Graduation Year

2015

Document Type

Thesis

Degree

M.A.

Degree Name

Master of Arts (M.A.)

Degree Granting Department

Criminology

Major Professor

John K. Cochran, Ph.D.

Co-Major Professor

Kathleen M. Heide, Ph.D.

Committee Member

Eldra P. Solomon, Ph.D.

Keywords

Capital Punishment, Death Penalty, Empathy, Gender Gap, Racial Divide

Abstract

This study aimed to examine previous empirical literature indicating that death penalty support contains a divide among Blacks and Whites and a gap among males and females. Previous literature has indicated that there has been a persistent racial divide and gender gap in death penalty support that has spanned over 60 years of research. Attempts to attenuate these divides have failed to fully explain why Whites are more likely than Blacks to support the death penalty and men are more likely than women to support the death penalty. This study proposes the use of empathy to control for these divides because research has indicated that those who are more empathic tend to be less punitive.

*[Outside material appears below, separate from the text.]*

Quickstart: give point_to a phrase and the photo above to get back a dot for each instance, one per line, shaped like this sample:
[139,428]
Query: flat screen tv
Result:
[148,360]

Using data collected from a survey conducted on Amazon’s Mechanical Turk, a paid task website, this study attempted to attenuate the racial divide and gender gap by controlling for empathy. The sample consisted of 403 usable surveys that contained questions that measured sociodemographic characteristics, three measurements of empathy (cognitive, affective and ethnocultural), death penalty support, and attribution styles.

The results indicated that there was not a racial divide or gender gap in death penalty support despite over 60 years of research indicating otherwise. Furthermore, this study failed to find a significant relationship between cognitive and affective empathy with death penalty support. This study did find a relationship between attribution styles and death penalty support as well as ethnocultural empathy with death penalty support. Individuals who scored higher on the situational attribution style were less likely to support the death penalty. Those who scored higher on the ethnocultural empathy scale were also less likely to support the death penalty.

Future research should refrain from testing with Amazon’s Mechanical Turk as was not generalizable to the United States population. Research should be continued on different samples that have been shown to be more reliable than online surveys. Finally, research should be continued beyond empathy to examine what effects other controls have on the racial divide and gender gap in death penalty support.